Cultural Touch Tally

I’d classify myself as an affectionate person. At least, I used to be. China seems to have trained it out of me. That makes me sad, I admit. Sometimes more sad that I can explain.

Chinese people are just not very outwardly affectionate. That is, not in the ways you’d expect. There are exceptions, of course, and modern Western media has influenced China. In the old days, heterosexual couples weren’t even allowed to touch in public. Now you see them holding hands and leaning sweetly into each other on the subways. Things have opened up in that regard—slightly.

But I miss a more basic affection that I didn’t realize I would have to give up by coming here and partnering with Guo Jian. There are moments of touch between Western people—friends, colleagues, partners alike—that I took for granted: the hug hello and goodbye; the hand on the shoulder for encouragement or in time of frustration; the hand to the forearm in a moment of expressing support or understanding, for instance. Or, the hand that reaches out to cover yours as it lies exposed on a tabletop: a simple hand-over-hand gesture expressing empathy, loudly and succinctly.

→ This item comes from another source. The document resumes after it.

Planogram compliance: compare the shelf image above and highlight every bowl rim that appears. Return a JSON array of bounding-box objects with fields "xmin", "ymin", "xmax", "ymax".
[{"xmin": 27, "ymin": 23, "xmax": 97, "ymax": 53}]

Chinese people don’t touch this way. Not in my experience, anyway.

Let’s not forget the more intimate moments of (non-sexual) touch: the hugs that should follow quarrels with loved ones or family members, i.e. the make-up hugs; or, the face that should be stroked when a flash of sadness or worry leaks across its features—just that feathery touch signifying that the flash has been noticed by a loved one.

These kinds of touch are now extremely rare in my life.

Don’t misunderstand me. Behind closed doors, I do experience loving touch, hence this swelling six-month pregnant belly! When Guo Jian and I are not arguing about bedding(!), there’s cuddling at night, for instance. So much so, that I sometimes have to shake him off me just to get some space to sleep!

What I miss, though, are those Western touches in the day-to-day. In the very act of choosing a lifetime commitment with Guo Jian, I’ll never have them again with a partner. When I first had this realization, I was hit with a silence that resonated in my skull.

A lot of coaching, conversation, and discussion about these simple gestures has seen slight shifts in my partner. For instance, sometimes he will hug me goodbye now—even in public—and this is a big deal. It’s something I never see his friends do with their girlfriends or wives even though we all may be parting at the same time.

But in the same breath, I recognize that trying to change another person is fruitless, not to mention contradictory to having fallen in love with his specific quirks in the first place. Changing one’s partner’s ways should not the aim; we can only change ourselves.

So, here’s how I see it:

Option A) If I really want some specific touch, I need to go the direct route and verbally request it. Then, I must follow this choice up with an active rejection of any resentment that sneaks in for having had to ask in the first place.

Option B) Alternatively, I have to actively shut down the receptors that once called out for touch and just deal with its absence until it no longer feels strange or unusual. Time will render this possible.

For the most part, I have chosen option B. Option A has a tendency to depress me further. Isn’t the ultimate goal is to experience a level of affection that is simultaneously natural for one’s partner and satisfying to oneself? Thus, having to ask for touch makes his act feel artificial; it’s not natural to him so it’s not satisfying to me.

I recognize that I could be dealing with a mixture of both gender and cultural differences. Perhaps most men are less affectionate than women? I may never truly know to what extent I can differentiate the source of disconnect; it’s just there.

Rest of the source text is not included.